Saturday, August 19, 2023

International Pinot Noir Celebration, part II

The coach tour felt a little like a school trip and there was a rather amusing video about how the “motor coach” was cleaned in three different ways. Our destination was kept secret until the last minute. Since I was unfamiliar with any of the wineries in the area, the suspense was somewhat wasted on me. Eventually it was disclosed that we were going to Lingua Franca.


The bus stopped in the vineyard next to some well-maintained chardonnay vines and everyone hopped out and donned sunhats as the sun was beaming down and it was very warm. We were given a quick talk by Thomas Savre, the Director of Winemaking at Lingua Franca, who is French and has trained at many of the big names in Burgundy. Apparently Comte Lafon is a consultant at Lingua Franca and had been visiting earlier in the week. 

There were also contributions from other wine makers including Ken Wright, who was very experienced and knowledgeable. He mentioned that the vines grow down an extraordinary distance – something like a foot a year until they max out at around 20 feet down. This is why old vines are such a big deal – they’re rummaging around down there for all the interesting trace elements, which younger vines can’t do. I’d never really understood this before, so that was interesting to hear.

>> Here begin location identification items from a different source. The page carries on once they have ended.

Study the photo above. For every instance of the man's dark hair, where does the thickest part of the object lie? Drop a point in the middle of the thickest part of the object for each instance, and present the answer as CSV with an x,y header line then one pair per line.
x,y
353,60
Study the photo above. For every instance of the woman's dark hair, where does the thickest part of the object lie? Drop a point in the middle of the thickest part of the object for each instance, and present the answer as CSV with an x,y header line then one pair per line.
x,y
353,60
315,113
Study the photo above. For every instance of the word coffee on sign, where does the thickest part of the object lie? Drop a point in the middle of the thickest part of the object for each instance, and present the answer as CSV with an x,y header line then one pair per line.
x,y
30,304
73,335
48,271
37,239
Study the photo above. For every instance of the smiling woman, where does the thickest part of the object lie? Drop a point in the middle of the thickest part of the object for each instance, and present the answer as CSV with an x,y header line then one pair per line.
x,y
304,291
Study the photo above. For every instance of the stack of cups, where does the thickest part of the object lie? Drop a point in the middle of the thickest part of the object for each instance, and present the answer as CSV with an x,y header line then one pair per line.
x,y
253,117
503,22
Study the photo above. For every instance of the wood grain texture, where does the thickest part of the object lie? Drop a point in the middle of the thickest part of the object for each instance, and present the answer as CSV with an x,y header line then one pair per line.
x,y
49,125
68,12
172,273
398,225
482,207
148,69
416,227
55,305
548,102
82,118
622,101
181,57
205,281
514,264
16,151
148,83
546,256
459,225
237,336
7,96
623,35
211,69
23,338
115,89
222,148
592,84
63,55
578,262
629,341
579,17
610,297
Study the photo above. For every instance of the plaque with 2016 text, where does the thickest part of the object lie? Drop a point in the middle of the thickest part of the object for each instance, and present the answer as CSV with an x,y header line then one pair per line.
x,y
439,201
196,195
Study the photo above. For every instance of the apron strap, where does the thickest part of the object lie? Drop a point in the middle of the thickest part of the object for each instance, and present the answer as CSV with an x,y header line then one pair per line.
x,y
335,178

Then it was off to the Lingua Franca winery itself for a tasting followed by lunch. There was plenty of opportunity to mingle with the winemakers and other attendees and the atmosphere was convivial. The four course lunch was very impressive, especially given that it was served in a winery and not a place set up for fine dining. 

We tasted six wines from different producers and I enjoyed three of them in particular: the 2019 Ken Wright Cellars Tanager Vineyard, the 2021 Lingua Franca The Plow, and the 2019 SUNU Wines Matteri Vineyard. These were light, pretty and enjoyable, and not too alcoholic. But a quick check of the prices revealed that the going rate was around $75 a bottle. So much for my hope that Oregon pinot noir might replace my Burgundy habit!